All-trans-retinoic acid (RA) is teratogenic to the embryonic mouse, producing malformations in many developing systems, including the limb bud and palate. High incidences of limb defects and cleft palate are induced at doses which are not maternally toxic and do not increase resorptions. Exposure to RA on gestational day (GD) 10 results in small palatal shelves, which fail to make contact on GD 14. The formation of small shelves could be a consequence of increased cell death, reduced proliferation, a combination of these effects, or some other effect such as inhibition of extracellular matrix production. After exposure to 100 mg RA/kg on GD 10, proliferation in mesenchymal cells of the palatal shelves was not reduced from GD 12 to GD 14 and the levels of cell death in control and treated shelves did not differ when observed by light and electron microscopy. The present study examines the effects of RA on cell death and proliferation from GDs 10-12 and compares the effects in palatal shelves and limb buds. Embryonic mice were exposed to RA suspended in corn oil (100 mg/kg on GD 10), a dose that was teratogenic but not maternally toxic or embryolethal. Embryos were collected at 4, 12, 24, 36, or 48 hr postexposure, and tissues which form the palate or limb were dissected from the embryos, stained by a modified Feulgen procedure, and whole mounted on slides. Mitotic index (MI) and percentage dead cells were determined for mesenchymal cells of the first visceral arch, maxillary process, or palatal shelf (depending on stage of development) and forelimb buds. In the palatal tissues from GD 10 to GD 12, RA did not significantly alter MI and percentage dead cells was significantly increased only at 4 hr postexposure. Some whole embryos were prepared for scanning electron microscopy (SEM). At 48 hr (GD 12) a reduction in the size of the shelves was not apparent on SEM. In the limb buds, RA did not increase percentage dead cells, but MI was significantly decreased. A decreasing rate of proliferation was detected in control facial tissues as development progressed, and this agrees with findings in rat and chick. Thus it appears that mesenchymal cell death and reduced proliferation are not responsible for the small palatal shelves seen on GD 14. RA did not increase cell death but inhibited proliferation in the limb bud, and this effect may contribute to the retarded development and malformations occurring in the limb.

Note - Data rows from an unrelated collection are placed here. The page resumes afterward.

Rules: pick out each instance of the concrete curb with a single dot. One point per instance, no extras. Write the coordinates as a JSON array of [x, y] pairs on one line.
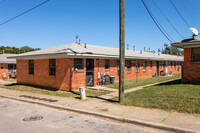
[[111, 117]]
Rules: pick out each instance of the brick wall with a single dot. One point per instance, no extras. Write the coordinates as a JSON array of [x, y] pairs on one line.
[[191, 69], [3, 69], [68, 79]]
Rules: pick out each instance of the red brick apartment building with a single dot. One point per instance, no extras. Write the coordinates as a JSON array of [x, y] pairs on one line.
[[191, 71], [68, 67], [7, 66]]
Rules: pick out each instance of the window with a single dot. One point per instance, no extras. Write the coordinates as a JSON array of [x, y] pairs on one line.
[[195, 54], [160, 64], [174, 65], [144, 65], [164, 64], [31, 66], [137, 65], [118, 65], [78, 64], [106, 64], [151, 64], [128, 65], [11, 68], [52, 67]]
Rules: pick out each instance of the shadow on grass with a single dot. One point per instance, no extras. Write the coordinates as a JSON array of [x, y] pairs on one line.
[[177, 82], [35, 86]]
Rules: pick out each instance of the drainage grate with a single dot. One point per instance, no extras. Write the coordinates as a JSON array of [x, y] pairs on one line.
[[33, 118]]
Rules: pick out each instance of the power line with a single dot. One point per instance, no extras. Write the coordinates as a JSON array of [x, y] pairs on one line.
[[156, 22], [179, 14], [2, 1], [186, 9], [167, 19], [24, 13]]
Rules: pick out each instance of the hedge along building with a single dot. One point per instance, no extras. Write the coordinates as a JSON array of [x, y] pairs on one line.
[[70, 66], [7, 66], [191, 72]]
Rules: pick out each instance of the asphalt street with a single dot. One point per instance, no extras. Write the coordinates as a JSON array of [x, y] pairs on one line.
[[18, 117]]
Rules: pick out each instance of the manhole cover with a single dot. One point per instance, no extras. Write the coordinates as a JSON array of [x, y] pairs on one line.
[[33, 118]]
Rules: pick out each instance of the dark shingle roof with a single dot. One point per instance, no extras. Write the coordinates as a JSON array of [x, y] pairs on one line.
[[79, 50], [191, 42]]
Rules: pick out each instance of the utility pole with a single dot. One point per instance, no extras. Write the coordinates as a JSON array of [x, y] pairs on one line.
[[121, 49]]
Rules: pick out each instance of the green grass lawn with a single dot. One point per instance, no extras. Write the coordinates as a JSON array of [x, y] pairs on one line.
[[11, 80], [172, 96], [141, 82], [54, 92]]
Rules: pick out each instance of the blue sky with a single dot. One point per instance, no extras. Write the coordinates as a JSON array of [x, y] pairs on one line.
[[95, 21]]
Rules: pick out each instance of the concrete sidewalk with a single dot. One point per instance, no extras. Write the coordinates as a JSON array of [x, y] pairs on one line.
[[171, 121]]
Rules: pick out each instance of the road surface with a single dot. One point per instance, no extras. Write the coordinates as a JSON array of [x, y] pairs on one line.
[[18, 117]]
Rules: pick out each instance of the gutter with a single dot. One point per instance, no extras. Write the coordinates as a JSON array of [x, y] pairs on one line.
[[89, 55]]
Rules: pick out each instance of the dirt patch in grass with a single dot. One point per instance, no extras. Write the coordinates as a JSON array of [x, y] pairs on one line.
[[171, 96], [54, 92]]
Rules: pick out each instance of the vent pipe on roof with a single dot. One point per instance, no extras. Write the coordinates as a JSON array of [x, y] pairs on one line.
[[76, 38], [133, 47], [79, 41]]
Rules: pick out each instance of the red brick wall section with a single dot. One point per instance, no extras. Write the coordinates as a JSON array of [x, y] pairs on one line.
[[4, 69], [191, 69], [68, 79], [150, 71]]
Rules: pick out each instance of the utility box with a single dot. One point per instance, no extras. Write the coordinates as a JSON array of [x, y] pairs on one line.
[[82, 92]]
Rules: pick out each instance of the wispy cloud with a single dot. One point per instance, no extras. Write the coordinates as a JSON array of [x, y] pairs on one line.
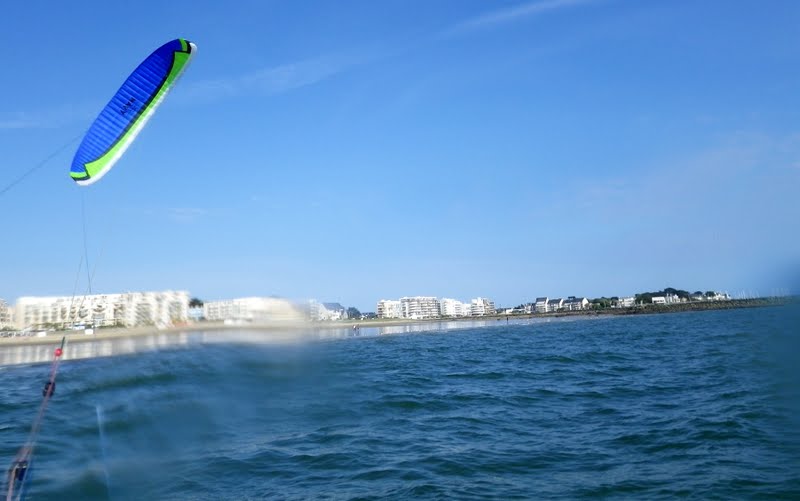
[[271, 80], [50, 118], [511, 14]]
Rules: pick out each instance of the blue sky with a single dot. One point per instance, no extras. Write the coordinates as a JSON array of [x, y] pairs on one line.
[[359, 150]]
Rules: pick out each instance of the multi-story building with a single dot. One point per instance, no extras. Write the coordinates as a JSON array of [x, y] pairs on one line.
[[554, 304], [388, 308], [454, 308], [419, 307], [6, 316], [100, 310], [576, 303], [482, 307], [251, 309]]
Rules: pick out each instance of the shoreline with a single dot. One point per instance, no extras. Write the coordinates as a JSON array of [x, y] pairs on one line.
[[102, 334]]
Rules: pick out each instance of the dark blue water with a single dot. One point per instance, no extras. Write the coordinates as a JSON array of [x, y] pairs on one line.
[[699, 405]]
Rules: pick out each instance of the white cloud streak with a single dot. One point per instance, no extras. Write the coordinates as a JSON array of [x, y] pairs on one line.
[[269, 81], [511, 14]]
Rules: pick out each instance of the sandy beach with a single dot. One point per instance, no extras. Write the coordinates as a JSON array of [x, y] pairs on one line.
[[297, 326]]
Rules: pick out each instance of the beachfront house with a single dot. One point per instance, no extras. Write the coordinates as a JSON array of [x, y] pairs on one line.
[[625, 302], [420, 307], [389, 308], [454, 308], [576, 303], [481, 307]]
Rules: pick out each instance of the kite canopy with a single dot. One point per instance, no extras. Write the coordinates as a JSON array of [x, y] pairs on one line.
[[129, 110]]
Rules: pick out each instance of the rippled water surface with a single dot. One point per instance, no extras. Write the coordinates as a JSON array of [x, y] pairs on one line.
[[698, 404]]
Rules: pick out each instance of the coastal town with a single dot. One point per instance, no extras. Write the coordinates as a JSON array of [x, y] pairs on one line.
[[34, 315]]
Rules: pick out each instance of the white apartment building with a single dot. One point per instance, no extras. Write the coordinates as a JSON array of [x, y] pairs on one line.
[[6, 315], [388, 308], [626, 302], [454, 308], [481, 307], [252, 309], [419, 307], [125, 310]]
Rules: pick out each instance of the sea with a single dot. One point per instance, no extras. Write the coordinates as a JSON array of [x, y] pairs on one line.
[[698, 405]]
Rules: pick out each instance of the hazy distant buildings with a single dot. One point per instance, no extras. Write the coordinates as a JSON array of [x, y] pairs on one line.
[[101, 310], [480, 307], [420, 307], [251, 310], [389, 308], [6, 317], [541, 305], [454, 308], [576, 303]]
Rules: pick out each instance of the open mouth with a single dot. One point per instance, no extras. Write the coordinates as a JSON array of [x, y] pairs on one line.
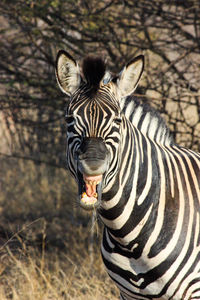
[[90, 190]]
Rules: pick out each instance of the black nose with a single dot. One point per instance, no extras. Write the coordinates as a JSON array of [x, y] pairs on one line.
[[93, 156]]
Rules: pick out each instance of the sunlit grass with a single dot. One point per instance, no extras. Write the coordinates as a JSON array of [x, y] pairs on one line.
[[47, 248]]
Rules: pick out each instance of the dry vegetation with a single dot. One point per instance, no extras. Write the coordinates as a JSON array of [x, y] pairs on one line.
[[46, 246], [46, 251]]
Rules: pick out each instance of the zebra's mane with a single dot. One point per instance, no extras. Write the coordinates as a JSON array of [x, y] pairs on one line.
[[147, 119], [93, 70]]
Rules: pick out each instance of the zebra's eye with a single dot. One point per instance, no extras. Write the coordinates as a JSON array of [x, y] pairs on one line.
[[118, 120], [69, 119]]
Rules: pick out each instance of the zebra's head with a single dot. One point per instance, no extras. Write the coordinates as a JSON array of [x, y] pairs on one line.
[[94, 120]]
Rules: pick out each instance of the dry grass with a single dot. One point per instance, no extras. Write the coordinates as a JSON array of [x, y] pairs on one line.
[[45, 241]]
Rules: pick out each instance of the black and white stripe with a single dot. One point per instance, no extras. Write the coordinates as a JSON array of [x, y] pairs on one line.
[[151, 195]]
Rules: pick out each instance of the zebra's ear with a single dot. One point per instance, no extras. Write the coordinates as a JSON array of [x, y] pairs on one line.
[[130, 76], [67, 73]]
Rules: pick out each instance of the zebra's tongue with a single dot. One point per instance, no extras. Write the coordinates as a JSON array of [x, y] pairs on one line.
[[90, 189], [90, 197], [91, 184]]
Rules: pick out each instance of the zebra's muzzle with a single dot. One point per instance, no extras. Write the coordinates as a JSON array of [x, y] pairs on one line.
[[92, 162], [90, 191]]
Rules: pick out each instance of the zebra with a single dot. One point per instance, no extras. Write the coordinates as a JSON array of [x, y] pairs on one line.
[[145, 187]]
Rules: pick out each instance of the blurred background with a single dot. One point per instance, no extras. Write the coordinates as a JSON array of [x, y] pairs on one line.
[[49, 248]]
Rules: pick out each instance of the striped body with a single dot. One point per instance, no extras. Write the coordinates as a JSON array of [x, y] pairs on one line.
[[151, 245], [148, 187]]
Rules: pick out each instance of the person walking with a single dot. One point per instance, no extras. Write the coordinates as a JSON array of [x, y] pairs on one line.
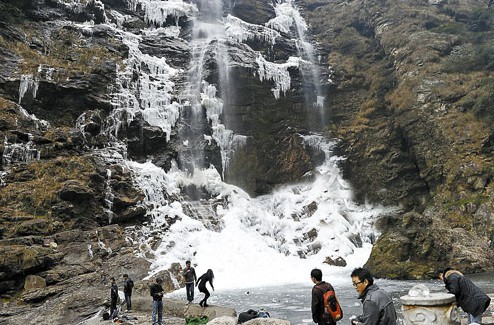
[[128, 285], [378, 307], [156, 291], [113, 298], [317, 304], [201, 284], [468, 296], [190, 277]]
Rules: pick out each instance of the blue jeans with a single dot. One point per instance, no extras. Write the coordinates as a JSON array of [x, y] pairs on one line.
[[157, 312], [474, 319], [189, 287]]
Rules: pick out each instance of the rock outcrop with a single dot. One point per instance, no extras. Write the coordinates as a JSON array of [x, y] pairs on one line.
[[409, 96]]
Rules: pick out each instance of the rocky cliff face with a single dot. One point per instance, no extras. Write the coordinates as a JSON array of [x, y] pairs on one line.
[[412, 105], [409, 95]]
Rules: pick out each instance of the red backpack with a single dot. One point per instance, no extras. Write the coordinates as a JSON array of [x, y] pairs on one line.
[[332, 306]]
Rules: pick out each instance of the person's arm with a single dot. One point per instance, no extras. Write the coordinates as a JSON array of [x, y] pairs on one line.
[[315, 305], [453, 285]]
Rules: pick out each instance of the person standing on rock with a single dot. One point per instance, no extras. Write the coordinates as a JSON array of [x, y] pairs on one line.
[[189, 274], [156, 291], [128, 285], [317, 303], [378, 307], [468, 296], [113, 298], [203, 279]]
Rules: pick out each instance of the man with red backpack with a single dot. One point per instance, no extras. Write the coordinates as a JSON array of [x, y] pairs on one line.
[[325, 308]]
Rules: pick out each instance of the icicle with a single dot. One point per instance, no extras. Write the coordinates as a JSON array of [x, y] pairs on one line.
[[278, 73], [27, 82]]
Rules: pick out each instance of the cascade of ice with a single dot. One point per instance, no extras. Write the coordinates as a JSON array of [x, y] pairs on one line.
[[288, 16], [273, 239], [209, 36], [289, 231], [28, 83], [109, 196]]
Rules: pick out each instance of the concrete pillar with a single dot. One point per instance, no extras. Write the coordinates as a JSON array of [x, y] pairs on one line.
[[424, 308]]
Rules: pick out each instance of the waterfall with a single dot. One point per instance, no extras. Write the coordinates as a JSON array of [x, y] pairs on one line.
[[288, 16], [208, 94], [272, 239]]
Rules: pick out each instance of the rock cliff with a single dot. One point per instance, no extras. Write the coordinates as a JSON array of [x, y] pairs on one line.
[[409, 96]]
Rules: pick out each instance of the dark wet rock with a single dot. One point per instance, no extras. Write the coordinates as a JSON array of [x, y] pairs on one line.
[[75, 191]]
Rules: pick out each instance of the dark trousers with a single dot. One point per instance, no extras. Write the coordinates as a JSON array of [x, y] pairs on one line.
[[206, 296], [189, 287], [113, 309], [128, 300]]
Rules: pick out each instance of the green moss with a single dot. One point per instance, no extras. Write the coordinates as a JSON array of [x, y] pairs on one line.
[[37, 195], [64, 50]]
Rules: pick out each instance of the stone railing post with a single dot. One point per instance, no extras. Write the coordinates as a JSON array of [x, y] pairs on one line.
[[422, 307]]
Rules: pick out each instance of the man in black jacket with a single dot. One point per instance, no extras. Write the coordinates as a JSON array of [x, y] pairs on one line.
[[113, 298], [317, 305], [468, 296], [156, 291], [378, 307], [128, 285], [190, 278]]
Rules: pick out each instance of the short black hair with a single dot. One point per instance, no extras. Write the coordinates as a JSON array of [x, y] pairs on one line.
[[363, 274], [316, 274]]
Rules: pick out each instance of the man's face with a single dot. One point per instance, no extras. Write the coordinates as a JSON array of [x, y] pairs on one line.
[[359, 285]]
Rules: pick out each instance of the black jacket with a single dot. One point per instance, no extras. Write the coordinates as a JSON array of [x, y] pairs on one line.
[[378, 307], [317, 305], [156, 291], [203, 279], [190, 275], [468, 296], [114, 292], [128, 285]]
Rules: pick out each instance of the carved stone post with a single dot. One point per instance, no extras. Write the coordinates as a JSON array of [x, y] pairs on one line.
[[422, 307]]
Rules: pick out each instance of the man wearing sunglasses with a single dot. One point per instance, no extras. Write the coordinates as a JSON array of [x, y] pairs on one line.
[[378, 308]]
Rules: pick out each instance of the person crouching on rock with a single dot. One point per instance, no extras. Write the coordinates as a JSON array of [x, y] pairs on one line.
[[201, 284], [468, 296]]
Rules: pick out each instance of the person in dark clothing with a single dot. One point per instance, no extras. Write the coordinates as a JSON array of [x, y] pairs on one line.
[[190, 277], [317, 305], [128, 285], [468, 296], [201, 284], [113, 298], [156, 291], [378, 307]]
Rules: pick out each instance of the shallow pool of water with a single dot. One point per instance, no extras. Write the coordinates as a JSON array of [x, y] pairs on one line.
[[292, 302]]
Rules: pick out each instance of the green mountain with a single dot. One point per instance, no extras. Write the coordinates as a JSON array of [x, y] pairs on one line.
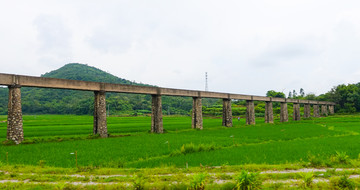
[[59, 101]]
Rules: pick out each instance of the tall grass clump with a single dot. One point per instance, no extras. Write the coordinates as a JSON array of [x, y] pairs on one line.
[[247, 181], [340, 158], [191, 148], [307, 179], [342, 183], [198, 181]]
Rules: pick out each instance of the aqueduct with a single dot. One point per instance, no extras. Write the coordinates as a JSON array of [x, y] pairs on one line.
[[15, 123]]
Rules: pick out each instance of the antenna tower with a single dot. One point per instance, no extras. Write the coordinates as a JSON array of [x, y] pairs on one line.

全反式维甲酸(RA)对胚胎期小鼠具有致畸性,会在许多发育系统中导致畸形,包括肢芽和腭部。在不会引起母体中毒且不会增加吸收的剂量下,会诱导出高发生率的肢体缺陷和腭裂。在妊娠第10天(GD10)接触RA会导致腭突变小,在GD14时无法接触。腭突变小可能是细胞死亡增加、增殖减少、这些效应的综合作用,或者是其他效应(如细胞外基质产生受到抑制)的结果。在GD10给予100mg RA/kg后,从GD12到GD14,腭突间充质细胞的增殖没有减少,通过光学显微镜和电子显微镜观察,对照组和处理组腭突的细胞死亡水平没有差异。本研究考察了RA在GD10 - 12期间对细胞死亡和增殖的影响,并比较了在腭突和肢芽中的效应。将胚胎期小鼠暴露于悬浮在玉米油中的RA(GD10时为100mg/kg),该剂量具有致畸性,但不会引起母体中毒或胚胎致死。在暴露后4、12、24、36或48小时收集胚胎,从胚胎中解剖出形成腭部或肢体的组织,采用改良的福尔根染色法进行染色,然后整体封片于载玻片上。测定第一鳃弓、上颌突或腭突(取决于发育阶段)以及前肢芽的间充质细胞的有丝分裂指数(MI)和死细胞百分比。在从GD10到GD12的腭部组织中,RA没有显著改变MI,仅在暴露后4小时死细胞百分比显著增加。一些完整胚胎被制备用于扫描电子显微镜(SEM)观察。在48小时(GD12)时,在SEM下未观察到腭突大小减小。在肢芽中,RA没有增加死细胞百分比,但MI显著降低。随着发育进展,在对照面部组织中检测到增殖速率降低,这与在大鼠和鸡中的研究结果一致。因此,似乎间充质细胞死亡和增殖减少并不是GD14时所见腭突变小的原因。RA没有增加细胞死亡,但抑制了肢芽中的增殖,这种效应可能导致肢体发育迟缓和畸形。